Essentially, Lessig says we should discard our current system of blocklists and anti-spam tech, in favor of simple client-side filters and a federal mandate to label spam, with a bounty to catch anyone who fails to label their spam. The threat is so feeble, and the undeserved side-effects so beneficial, I'm sure that spammers will love this idea.
It sounds like this effort will involve a tracing operation, digging in to find the systems, the software, and the people behind the spam.
What will the reward be for implicating the spam-enabling software vendors? One in particular that comes to mind is Elcomsoft. Will there be a $10K reward for dragging Dmitry's bizzness into court?
(note, the 'Advanced Email Extractor' tool linked to above used to be a link right on the elcomsoft.com web page, but that alternative 'MailUtilites' web page still comes up as one of the top five links in Google when you search on 'elcomsoft.' I suspect they're hiding their association with the 'mail utilites' product line to get geek sympathy. Spread the word, they sell tools to the spammers!)

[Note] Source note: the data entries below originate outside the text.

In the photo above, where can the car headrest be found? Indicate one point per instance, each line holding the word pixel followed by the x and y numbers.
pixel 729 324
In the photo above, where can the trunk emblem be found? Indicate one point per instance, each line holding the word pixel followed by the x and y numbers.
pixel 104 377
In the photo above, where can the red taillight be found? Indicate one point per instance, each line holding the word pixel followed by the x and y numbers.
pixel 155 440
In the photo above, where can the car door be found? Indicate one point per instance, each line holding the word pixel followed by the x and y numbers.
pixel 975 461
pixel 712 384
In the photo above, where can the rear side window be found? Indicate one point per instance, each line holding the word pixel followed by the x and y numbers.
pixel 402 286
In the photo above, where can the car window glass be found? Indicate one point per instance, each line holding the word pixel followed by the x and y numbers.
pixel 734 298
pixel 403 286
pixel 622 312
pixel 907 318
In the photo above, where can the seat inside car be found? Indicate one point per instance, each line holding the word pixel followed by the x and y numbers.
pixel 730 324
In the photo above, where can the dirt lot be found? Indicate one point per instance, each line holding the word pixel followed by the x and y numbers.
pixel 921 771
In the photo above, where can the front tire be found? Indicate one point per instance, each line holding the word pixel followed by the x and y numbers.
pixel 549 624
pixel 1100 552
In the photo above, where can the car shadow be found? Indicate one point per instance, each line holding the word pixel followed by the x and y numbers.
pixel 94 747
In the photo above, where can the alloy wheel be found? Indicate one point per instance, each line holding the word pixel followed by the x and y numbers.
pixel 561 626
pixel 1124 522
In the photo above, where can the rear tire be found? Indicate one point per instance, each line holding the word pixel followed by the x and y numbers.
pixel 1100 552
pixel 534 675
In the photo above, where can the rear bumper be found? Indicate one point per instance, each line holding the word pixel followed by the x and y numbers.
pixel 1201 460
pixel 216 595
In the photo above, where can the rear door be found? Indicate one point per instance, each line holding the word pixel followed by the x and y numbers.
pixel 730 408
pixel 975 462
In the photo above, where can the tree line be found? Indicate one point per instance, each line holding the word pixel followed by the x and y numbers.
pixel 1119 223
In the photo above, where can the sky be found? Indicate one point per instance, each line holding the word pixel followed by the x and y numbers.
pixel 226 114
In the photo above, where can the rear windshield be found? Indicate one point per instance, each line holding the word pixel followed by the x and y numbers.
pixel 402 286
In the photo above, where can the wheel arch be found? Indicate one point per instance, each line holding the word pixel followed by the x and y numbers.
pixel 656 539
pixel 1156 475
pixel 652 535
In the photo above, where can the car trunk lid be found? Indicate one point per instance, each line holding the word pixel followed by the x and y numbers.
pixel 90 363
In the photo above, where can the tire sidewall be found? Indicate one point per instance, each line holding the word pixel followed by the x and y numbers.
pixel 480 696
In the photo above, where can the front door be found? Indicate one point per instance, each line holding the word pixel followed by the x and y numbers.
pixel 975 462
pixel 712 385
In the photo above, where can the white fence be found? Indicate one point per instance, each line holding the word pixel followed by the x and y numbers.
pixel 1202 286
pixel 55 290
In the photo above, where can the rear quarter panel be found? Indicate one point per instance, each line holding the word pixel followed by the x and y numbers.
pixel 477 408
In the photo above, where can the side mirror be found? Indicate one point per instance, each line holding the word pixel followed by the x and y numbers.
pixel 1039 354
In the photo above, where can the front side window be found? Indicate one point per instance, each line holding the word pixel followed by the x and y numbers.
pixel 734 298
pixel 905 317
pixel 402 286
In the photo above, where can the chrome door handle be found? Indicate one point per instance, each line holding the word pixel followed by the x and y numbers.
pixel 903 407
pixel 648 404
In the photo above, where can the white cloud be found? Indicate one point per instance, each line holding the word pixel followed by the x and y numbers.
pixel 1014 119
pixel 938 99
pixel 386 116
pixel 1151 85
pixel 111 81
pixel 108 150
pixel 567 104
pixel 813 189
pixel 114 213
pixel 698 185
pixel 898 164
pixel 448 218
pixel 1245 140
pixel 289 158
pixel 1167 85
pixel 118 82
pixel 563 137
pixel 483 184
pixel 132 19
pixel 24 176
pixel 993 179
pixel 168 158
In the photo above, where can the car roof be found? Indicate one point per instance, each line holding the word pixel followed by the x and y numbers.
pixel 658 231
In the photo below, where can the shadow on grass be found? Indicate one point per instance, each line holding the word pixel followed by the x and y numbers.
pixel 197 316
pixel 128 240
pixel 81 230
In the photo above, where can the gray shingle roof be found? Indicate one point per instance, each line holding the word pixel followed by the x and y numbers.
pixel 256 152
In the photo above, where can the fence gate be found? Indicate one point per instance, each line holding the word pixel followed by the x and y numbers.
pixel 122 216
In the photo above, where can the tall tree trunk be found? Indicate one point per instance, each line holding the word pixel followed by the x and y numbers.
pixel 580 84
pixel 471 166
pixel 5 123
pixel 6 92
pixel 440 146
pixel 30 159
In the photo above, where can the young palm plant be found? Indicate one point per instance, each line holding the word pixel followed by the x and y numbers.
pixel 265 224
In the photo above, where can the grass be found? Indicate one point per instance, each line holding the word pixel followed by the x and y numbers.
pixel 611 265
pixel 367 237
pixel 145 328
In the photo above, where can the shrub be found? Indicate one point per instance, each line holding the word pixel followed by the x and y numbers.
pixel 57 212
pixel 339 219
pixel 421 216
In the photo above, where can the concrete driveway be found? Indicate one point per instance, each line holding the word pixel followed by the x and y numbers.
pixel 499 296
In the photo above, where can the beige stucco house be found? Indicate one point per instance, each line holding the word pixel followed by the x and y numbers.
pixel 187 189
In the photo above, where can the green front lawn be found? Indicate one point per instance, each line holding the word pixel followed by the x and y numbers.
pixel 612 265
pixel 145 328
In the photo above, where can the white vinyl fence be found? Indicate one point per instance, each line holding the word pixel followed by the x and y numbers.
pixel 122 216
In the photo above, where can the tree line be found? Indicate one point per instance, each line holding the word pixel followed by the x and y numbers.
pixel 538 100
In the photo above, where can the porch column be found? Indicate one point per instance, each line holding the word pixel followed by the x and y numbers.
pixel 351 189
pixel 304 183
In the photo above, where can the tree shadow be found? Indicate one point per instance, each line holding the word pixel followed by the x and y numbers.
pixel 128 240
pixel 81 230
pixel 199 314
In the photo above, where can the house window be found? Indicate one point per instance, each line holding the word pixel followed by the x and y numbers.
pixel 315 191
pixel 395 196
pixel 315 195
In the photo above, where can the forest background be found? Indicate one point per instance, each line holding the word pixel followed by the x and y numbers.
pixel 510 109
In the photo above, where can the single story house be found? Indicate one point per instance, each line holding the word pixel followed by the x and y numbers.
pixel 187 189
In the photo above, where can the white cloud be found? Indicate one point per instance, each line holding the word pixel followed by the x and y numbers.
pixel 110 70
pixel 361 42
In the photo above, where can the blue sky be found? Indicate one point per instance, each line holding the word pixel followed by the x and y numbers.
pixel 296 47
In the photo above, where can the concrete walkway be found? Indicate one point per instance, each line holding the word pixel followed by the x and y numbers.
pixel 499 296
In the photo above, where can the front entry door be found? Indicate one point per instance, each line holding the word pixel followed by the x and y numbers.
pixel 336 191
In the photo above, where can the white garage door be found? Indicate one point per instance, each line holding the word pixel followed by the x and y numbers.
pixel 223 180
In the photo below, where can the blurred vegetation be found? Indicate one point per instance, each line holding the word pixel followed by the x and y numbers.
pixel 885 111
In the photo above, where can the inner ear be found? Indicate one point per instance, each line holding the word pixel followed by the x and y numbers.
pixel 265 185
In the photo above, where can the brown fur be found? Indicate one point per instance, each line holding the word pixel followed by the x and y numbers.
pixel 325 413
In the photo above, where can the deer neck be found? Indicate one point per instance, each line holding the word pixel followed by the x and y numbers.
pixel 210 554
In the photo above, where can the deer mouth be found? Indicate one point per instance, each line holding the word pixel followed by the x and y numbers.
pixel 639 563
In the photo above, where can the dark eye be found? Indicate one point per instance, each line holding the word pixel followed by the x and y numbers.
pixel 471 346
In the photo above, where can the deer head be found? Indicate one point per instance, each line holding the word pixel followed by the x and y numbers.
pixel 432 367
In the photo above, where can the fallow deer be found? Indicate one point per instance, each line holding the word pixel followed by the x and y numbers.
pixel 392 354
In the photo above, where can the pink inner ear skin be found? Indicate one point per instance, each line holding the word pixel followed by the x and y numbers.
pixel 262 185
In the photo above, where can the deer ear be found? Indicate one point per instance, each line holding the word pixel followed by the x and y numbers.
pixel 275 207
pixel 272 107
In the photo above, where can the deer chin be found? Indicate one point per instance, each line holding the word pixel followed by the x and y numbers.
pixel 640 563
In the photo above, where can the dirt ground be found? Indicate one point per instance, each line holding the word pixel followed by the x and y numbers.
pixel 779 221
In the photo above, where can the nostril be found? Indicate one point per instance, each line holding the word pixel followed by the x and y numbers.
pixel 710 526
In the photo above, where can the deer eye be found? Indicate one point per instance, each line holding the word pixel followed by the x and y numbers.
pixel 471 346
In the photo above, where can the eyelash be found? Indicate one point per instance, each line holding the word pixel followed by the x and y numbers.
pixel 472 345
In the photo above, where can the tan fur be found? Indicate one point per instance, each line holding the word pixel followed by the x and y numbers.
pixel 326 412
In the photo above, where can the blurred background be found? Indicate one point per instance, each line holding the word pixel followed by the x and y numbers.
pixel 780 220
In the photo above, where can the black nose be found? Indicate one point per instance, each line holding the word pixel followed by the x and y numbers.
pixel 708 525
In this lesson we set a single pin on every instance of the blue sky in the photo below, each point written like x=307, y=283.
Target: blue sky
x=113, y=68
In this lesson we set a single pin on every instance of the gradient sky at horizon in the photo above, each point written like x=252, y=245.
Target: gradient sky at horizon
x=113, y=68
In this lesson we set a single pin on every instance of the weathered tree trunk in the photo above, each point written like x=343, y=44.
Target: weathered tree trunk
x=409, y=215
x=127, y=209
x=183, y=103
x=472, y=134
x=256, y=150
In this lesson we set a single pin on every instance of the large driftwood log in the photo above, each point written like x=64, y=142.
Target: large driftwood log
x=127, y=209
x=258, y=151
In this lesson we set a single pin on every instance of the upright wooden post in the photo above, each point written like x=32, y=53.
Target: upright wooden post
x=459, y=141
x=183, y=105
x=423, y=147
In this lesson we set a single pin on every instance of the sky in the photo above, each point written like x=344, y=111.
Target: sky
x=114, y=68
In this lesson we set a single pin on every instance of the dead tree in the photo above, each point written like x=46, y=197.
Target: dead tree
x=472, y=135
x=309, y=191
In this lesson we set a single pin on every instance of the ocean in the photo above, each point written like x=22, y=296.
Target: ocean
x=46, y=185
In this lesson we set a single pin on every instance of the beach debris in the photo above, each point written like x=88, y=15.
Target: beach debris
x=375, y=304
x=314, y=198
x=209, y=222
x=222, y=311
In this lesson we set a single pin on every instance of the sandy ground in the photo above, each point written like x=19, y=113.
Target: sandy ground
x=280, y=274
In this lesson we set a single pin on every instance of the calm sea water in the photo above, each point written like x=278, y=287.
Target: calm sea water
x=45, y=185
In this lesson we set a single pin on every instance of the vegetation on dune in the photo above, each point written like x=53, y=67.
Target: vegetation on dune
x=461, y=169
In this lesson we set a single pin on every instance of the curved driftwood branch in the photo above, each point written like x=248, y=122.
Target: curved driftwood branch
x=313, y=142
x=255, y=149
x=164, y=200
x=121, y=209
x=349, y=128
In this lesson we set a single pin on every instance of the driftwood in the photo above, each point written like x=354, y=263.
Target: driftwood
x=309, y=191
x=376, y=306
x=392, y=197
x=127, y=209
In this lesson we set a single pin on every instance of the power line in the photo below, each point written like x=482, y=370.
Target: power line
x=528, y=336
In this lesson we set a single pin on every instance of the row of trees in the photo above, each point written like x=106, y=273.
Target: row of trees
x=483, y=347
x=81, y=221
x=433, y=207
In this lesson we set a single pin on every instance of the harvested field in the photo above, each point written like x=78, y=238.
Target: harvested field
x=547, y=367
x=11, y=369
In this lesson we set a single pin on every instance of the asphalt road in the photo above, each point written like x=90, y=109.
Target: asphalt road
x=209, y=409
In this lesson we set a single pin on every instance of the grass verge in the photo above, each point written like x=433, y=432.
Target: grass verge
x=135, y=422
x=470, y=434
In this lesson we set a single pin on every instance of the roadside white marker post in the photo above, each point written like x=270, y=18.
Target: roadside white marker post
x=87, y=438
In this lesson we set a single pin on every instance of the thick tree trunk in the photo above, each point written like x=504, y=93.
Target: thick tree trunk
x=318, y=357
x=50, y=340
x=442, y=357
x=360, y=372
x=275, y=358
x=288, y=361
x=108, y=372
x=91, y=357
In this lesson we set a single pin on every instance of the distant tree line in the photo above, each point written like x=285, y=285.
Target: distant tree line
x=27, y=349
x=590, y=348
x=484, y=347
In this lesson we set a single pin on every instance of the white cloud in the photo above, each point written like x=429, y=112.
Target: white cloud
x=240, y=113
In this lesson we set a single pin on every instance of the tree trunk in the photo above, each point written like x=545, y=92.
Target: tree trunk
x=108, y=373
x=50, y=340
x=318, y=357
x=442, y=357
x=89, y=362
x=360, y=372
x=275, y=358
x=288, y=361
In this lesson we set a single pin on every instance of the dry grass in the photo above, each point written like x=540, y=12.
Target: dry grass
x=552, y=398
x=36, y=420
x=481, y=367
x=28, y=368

After signing up, the number of unsolicited phone calls I get has dropped to zero.
So, for example, if Bill Gates sells some MS stock today, he can't buy MS stock tomorrow.
The way the SEC enforces this is very clever. The law is that any shareholder of the company can sue to nail a short swing trader. If the suit is successful, the short swing trader has to turn over to the company any profit they made, AND they have to pay the attorney fees of the suing shareholder. The profits are calculated in the least favorable (to the short swing trader) way--find the highest selling price he got in the last six months, and the lowest buying price...match those shares up, and count the difference as profit. So, if you buy at 100, sell at 90, buy at 80, and sell at 70, you have really lost 20, but as far as the short swing laws go, you made 10 (the sell at 90 less the buy at 80), and so you have to pay 10.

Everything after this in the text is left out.